Here is an example of a video by Davey

Penny & Steve's SDE Video from Davey Orgill on Vimeo.

This post gives you an idea in the first 5 seconds of what I love about these guys!

Here is a link to the original video I saw.

And following are some examples of the beautiful photography they do.





Amazing...I could look at their site all day!

Friday, February 20, 2009

An attempt at blogging

For how much I love reading others' blogs, it amazes me how hard it is for ME to keep up with one. I can handle websites for other people (My brother's blog is http://elderdenton.blogspot.com), but one that involves me seems to be nearly impossible. I think a main reason is that I keep a really good journal. I feel that if I'm blogging on here, I'm wasting my time because it's already in my journal. Hmm....well I can add pictures on here. Maybe I'll print it off some day and put it in a binder to supplement my journal.

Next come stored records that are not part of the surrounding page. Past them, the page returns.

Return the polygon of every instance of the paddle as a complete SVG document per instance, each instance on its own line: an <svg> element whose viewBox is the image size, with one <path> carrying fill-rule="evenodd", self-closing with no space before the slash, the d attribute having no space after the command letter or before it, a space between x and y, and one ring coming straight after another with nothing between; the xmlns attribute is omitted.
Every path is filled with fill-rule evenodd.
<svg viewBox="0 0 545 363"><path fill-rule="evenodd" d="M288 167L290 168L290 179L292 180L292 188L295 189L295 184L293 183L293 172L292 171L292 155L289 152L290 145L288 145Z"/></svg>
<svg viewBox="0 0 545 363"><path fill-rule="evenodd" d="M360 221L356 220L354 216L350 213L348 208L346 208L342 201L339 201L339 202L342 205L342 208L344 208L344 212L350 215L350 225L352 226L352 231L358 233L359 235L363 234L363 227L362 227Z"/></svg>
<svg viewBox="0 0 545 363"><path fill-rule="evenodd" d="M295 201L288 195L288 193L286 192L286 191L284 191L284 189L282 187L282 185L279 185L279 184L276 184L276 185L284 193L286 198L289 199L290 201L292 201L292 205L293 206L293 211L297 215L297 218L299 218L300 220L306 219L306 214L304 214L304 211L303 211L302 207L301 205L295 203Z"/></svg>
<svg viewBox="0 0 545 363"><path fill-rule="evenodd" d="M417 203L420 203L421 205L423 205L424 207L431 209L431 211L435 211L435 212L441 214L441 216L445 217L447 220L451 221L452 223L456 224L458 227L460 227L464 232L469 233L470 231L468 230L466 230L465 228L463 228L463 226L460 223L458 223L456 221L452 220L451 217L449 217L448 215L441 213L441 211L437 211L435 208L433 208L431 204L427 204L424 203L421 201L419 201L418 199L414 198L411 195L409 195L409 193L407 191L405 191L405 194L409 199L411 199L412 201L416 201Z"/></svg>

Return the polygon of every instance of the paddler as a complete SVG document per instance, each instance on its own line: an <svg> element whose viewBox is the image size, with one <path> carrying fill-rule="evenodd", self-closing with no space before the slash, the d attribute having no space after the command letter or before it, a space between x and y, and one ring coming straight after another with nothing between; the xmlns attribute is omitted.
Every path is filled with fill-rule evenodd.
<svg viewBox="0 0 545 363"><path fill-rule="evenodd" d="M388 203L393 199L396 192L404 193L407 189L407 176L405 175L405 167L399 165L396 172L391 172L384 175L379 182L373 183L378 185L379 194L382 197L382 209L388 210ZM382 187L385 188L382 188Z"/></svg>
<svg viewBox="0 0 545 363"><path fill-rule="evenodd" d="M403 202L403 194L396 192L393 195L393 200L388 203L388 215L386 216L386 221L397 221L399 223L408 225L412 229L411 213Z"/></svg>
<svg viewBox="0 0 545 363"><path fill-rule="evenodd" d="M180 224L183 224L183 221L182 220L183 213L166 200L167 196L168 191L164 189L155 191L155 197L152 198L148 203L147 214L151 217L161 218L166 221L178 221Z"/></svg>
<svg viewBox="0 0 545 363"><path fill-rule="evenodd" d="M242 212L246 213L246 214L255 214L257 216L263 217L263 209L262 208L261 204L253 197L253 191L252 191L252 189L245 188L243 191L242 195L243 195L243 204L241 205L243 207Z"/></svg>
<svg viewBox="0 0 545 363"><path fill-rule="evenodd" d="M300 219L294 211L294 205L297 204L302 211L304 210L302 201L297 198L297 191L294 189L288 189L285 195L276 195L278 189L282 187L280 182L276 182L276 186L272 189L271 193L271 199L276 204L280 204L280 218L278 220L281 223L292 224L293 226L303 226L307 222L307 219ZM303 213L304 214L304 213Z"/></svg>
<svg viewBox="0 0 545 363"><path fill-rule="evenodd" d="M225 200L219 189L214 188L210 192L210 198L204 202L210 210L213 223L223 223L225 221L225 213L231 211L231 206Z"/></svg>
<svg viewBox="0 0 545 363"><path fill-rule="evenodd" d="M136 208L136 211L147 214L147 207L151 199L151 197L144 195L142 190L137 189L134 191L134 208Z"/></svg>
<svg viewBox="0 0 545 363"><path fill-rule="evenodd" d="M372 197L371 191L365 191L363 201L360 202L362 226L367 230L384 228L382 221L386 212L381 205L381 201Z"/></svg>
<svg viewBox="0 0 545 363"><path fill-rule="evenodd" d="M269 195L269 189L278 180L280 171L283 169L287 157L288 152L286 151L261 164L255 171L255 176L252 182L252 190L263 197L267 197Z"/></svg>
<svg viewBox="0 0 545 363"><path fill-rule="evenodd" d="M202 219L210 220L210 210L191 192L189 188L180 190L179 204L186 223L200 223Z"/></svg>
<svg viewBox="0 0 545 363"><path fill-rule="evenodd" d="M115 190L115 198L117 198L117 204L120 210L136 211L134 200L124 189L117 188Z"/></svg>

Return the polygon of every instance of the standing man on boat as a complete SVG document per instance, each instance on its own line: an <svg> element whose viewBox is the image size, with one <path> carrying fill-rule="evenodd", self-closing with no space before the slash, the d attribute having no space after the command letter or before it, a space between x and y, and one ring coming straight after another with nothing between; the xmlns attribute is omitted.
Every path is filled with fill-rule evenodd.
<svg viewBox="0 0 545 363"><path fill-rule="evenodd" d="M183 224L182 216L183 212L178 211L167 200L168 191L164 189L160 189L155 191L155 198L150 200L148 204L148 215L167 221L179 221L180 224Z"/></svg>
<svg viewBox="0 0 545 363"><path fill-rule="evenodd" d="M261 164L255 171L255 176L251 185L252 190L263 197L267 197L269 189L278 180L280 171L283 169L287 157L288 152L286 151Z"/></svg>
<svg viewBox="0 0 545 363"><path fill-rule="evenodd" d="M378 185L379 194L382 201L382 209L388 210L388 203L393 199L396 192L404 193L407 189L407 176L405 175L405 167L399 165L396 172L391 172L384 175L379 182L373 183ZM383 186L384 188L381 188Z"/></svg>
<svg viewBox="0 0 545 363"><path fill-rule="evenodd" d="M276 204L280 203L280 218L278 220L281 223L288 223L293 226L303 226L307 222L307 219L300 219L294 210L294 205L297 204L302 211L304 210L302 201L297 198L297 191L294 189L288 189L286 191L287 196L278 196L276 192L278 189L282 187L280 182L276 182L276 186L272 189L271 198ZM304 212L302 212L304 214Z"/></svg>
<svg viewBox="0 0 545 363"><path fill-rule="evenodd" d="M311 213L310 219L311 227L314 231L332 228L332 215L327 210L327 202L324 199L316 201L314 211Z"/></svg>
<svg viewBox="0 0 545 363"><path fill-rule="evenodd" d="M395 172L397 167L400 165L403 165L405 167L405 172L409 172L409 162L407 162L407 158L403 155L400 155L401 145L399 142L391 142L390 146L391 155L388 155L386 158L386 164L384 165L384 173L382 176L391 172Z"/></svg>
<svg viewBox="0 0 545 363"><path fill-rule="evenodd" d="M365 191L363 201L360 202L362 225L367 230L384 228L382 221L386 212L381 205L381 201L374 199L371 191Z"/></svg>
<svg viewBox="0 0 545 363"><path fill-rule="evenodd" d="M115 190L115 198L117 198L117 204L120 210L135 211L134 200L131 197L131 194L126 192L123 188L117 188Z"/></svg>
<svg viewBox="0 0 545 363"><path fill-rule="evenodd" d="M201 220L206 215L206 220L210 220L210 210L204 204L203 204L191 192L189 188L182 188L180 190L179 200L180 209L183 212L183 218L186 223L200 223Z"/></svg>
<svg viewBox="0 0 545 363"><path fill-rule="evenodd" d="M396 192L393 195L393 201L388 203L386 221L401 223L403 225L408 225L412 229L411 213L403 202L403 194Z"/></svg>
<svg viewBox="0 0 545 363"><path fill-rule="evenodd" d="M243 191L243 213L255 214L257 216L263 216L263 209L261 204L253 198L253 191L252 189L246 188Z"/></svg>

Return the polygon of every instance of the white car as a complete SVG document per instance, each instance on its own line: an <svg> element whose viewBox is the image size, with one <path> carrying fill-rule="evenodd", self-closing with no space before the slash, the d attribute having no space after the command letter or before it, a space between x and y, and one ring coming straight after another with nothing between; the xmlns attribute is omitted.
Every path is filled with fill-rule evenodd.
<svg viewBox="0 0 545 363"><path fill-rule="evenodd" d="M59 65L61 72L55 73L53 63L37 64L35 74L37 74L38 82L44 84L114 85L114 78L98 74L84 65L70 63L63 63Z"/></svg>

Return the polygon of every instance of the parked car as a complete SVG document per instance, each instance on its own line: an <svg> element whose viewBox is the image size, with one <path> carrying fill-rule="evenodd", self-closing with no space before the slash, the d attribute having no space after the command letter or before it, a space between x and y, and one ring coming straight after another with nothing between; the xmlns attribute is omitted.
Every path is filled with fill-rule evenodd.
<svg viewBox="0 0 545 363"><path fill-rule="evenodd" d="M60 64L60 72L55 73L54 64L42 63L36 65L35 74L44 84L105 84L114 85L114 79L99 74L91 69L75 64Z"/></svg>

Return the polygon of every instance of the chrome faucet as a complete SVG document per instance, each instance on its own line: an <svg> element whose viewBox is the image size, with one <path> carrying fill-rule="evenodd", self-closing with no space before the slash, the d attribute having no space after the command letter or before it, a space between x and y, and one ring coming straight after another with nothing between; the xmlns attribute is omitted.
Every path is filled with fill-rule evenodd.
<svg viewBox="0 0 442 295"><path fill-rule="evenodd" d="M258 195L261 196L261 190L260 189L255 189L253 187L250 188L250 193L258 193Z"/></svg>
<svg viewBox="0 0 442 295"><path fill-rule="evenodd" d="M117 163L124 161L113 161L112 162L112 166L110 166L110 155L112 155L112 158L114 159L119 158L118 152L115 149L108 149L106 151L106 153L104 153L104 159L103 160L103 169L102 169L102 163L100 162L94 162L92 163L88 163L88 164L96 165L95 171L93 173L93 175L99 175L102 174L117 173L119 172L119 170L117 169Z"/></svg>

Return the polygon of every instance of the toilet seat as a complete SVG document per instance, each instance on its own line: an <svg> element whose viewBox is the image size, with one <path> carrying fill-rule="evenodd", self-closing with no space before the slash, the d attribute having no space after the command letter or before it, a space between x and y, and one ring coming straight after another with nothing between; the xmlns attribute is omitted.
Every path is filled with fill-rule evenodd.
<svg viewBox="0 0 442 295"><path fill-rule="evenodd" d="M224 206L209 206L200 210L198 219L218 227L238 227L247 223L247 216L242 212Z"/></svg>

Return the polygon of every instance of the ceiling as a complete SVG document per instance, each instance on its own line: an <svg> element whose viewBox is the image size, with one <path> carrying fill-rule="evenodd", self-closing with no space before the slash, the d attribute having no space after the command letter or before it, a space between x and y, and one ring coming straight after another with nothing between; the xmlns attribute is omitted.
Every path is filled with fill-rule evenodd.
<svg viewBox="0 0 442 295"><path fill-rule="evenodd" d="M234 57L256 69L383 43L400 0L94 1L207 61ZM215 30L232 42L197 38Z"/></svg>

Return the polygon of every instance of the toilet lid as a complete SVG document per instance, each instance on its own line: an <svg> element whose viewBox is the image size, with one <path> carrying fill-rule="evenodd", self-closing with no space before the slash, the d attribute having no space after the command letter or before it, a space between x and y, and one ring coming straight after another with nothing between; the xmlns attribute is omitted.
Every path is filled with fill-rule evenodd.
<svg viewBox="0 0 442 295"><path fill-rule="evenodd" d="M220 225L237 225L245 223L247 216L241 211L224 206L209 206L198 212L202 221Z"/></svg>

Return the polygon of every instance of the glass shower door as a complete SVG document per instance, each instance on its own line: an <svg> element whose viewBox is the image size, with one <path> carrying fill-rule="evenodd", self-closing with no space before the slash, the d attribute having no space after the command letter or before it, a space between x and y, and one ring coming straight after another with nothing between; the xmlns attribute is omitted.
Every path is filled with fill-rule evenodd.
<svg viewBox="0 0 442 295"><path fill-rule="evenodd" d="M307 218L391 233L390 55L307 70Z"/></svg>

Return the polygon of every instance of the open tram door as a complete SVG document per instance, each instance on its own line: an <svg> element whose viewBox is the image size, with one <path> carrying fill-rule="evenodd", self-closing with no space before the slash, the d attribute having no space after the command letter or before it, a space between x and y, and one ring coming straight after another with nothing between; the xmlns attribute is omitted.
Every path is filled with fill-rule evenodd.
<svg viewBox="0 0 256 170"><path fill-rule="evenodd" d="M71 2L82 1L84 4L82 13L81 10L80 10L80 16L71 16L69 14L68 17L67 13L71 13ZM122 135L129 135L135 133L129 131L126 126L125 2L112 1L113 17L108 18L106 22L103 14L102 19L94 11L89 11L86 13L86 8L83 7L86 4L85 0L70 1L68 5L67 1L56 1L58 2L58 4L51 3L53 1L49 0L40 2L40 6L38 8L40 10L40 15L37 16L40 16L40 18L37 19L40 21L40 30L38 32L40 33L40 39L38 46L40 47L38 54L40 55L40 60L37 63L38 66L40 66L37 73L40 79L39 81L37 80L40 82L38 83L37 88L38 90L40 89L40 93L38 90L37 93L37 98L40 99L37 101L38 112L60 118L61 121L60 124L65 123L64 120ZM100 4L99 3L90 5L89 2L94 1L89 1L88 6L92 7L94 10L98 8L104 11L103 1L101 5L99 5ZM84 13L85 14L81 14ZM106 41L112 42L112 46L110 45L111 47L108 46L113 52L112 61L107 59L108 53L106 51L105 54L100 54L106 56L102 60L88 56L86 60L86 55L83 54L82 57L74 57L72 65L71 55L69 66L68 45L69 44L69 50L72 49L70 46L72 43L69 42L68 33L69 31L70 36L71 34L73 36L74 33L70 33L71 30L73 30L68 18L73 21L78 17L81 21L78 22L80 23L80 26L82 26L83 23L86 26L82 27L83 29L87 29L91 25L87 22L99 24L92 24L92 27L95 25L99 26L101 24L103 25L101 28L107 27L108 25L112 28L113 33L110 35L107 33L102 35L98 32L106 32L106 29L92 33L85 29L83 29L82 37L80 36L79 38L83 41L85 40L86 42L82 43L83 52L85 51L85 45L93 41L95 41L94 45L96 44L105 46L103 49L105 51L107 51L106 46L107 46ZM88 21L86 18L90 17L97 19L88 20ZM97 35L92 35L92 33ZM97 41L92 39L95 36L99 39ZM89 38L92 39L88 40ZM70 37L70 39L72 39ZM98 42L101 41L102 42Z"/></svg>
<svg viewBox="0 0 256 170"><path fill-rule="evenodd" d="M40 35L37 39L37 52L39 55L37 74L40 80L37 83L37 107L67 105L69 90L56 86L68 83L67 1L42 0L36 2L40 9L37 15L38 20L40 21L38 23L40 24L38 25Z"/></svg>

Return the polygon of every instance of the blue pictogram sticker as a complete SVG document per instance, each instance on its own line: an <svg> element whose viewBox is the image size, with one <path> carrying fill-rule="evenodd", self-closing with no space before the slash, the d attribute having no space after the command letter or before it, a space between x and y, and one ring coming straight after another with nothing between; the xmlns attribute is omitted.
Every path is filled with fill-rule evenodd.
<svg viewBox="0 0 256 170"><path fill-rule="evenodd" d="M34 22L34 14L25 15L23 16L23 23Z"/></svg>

Let's see--what's going on in my life...
  • I'm almost 21 :)
  • I'm an elementary education major at BYU, but I don't want to be a teacher, which makes classes torture.
  • I live at home with my whole family
  • I have an awesome dog named Dakota
  • I work at Deseret Book (3.5 years now!) and am currently at the store in Sandy
  • I haven't been able to do much with music lately
  • My calling is Public Affairs co-chair. I've never had a non-music calling since Young Women, so it's really different, but I absolutely love it!
  • My best friend is getting married this summer! Woot!
  • My favorite cousin in the whole wide world is also getting married this year.
  • My brother just got his call 2 days ago to the Argentina Buenos Aires North Mission

Well, I think that's about it for now! Oh...a book I recommend getting is We Believe. It is an encyclopedia of Mormon beliefs basically. Whereas Mormon Doctrine is all by Elder McConkie, this is a collection of quotes from the Prophets and scriptures on over 300 doctrines. For instance, under "Affliction" there are like 10 concept statements. With each concept statement, there are around 10-15 quotes. It is an INCREDIBLE reference. I've been reading it almost every night and it just blows me away. I want to give a talk, just so I can use it! lol.

Well, we'll see how this goes. Hopefully I can keep this site updated!